If you make an offer that’s accepted, it becomes a binding contract. But there are times when the seller makes a counter offer and you’ll have to respond. Other times, you’ll learn new things about the home you’re trying to purchase that provides room for you to negotiate the offer that you’ve already made. For example, if an unexpected issue pops up during home inspection.

Here are a few tips on negotiating an offer:
• Know the market — Research what comparable homes in the area have sold for, how many similar homes are on the market, how long the home has been on the market, how much the price has dropped, and if any deals have fallen through.
• Be willing to walk away — Once you make an offer, you should look at the home-buying process as a business transaction. It’s rare, but certain things could happen that could lead to it being in your best interest to walk away. Say, if a seller comes back and asks for more than your maximum price point or if major structural damage is found in the home that wasn’t disclosed. Never go in with the attitude that “you can’t lose this house”.
• If you want to negotiate closing costs, write it in the offer before the offer gets accepted.
• Set a deadline — Give the seller an expiration date for your purchase offer, possibly 24-48 hours, so as to avoid the seller having time to entertain additional offers.
• Be realistic — Even though you want to get a good deal, you should always make a reasonable offer. Making an offer that is too low could result in a seller not being interested in negotiating with you.
• Establish a connection — If you can, either meet the seller or write a letter about why you are interested in their home.
• Don’t reveal too much — You want to tell the seller that you love their home, but it’s important that they know that you are also willing to walk away if the deal is not right.
• Ask for a little extra — Ask for a few things that would be “nice to haves” in the home. There’s always the chance that these small asks can later be used as negotiation tools.



FIELD: I think negotiation is one of the most important things that a real estate agent needs to represent you with. Negotiation is probably one of our most important jobs.

GREG: A lot of times buyers want to start low and give themselves room to negotiate up, but one of the reasons you want to partner with a local real estate agent, someone who knows the market where you want to live, is because they know how to best compete against, you know, the other offers coming around.

STEVE: You’ve got to be willing to walk away from a deal. You’ve got to be willing to have silent time during a negotiation. In a home negotiation that can be several days. That’s tough, that’s tough to do but you need to prepare yourself that that’s part of the process otherwise you can spend a lot of extra money.
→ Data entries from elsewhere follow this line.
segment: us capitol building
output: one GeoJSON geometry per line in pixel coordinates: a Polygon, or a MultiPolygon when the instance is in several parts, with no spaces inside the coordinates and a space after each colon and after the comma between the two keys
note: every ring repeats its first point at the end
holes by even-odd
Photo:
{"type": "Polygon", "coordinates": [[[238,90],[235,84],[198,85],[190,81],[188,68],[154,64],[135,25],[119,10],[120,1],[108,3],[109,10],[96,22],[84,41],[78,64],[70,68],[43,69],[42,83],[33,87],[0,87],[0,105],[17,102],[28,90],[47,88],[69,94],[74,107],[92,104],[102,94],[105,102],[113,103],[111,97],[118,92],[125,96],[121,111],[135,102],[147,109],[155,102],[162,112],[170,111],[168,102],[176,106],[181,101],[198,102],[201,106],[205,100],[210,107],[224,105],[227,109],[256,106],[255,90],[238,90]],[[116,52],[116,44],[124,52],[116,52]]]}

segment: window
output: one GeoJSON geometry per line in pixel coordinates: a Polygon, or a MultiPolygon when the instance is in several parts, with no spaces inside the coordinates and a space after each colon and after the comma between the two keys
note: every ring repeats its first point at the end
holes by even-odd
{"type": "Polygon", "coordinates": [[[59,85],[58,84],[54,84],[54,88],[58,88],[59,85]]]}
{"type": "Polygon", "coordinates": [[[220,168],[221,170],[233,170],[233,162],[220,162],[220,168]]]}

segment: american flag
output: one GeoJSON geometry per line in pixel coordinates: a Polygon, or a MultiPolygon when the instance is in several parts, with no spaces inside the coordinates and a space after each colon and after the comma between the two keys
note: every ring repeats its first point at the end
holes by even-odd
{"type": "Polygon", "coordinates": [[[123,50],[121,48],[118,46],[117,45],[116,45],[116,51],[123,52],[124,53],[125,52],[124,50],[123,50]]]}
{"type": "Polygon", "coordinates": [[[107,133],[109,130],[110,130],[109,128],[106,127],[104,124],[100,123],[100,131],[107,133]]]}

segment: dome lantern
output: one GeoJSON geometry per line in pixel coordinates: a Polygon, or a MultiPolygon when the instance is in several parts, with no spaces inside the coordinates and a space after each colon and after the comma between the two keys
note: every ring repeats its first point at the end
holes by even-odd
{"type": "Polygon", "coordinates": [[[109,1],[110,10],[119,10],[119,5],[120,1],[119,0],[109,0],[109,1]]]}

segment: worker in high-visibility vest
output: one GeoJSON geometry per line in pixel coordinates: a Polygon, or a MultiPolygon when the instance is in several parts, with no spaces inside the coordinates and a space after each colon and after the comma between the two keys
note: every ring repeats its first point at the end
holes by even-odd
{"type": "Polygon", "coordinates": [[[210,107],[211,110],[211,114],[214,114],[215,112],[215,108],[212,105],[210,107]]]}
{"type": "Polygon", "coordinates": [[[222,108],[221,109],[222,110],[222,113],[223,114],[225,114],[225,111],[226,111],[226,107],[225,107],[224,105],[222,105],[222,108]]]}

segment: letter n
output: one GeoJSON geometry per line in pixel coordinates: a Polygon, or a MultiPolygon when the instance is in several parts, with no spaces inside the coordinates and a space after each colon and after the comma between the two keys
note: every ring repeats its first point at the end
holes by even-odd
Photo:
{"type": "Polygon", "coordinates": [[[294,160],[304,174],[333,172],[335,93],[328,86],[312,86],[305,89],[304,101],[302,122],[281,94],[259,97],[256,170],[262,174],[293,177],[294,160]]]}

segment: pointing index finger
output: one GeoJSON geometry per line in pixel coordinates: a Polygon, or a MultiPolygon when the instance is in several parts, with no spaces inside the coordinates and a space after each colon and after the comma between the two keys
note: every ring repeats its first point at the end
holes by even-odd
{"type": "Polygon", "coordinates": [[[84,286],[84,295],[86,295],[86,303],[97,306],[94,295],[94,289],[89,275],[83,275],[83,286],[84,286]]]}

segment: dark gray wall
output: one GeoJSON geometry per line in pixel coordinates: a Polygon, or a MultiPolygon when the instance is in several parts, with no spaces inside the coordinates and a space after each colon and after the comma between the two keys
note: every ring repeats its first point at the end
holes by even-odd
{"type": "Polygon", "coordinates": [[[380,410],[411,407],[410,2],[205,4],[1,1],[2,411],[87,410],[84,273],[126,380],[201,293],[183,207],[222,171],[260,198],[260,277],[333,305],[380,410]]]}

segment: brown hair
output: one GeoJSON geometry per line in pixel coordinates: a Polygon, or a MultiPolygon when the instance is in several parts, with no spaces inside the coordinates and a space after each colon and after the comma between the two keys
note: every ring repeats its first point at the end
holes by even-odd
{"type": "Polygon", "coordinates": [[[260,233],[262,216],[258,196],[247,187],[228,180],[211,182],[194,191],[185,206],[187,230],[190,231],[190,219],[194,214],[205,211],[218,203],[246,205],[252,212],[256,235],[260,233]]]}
RAY: Just keep in mind that every seller is very attached to their property. So when you’re negotiating on a home remember that some of the reactions and some of the responses you may get from a seller may not be really as clear and, and, and businesslike as they should. But just understand the selling process for any seller has some emotional attachment. And be prepared to negotiate a little bit longer and possibly a little bit more aggressively but be patient with the outcome because sooner or later if that seller wants to sell, he will sell.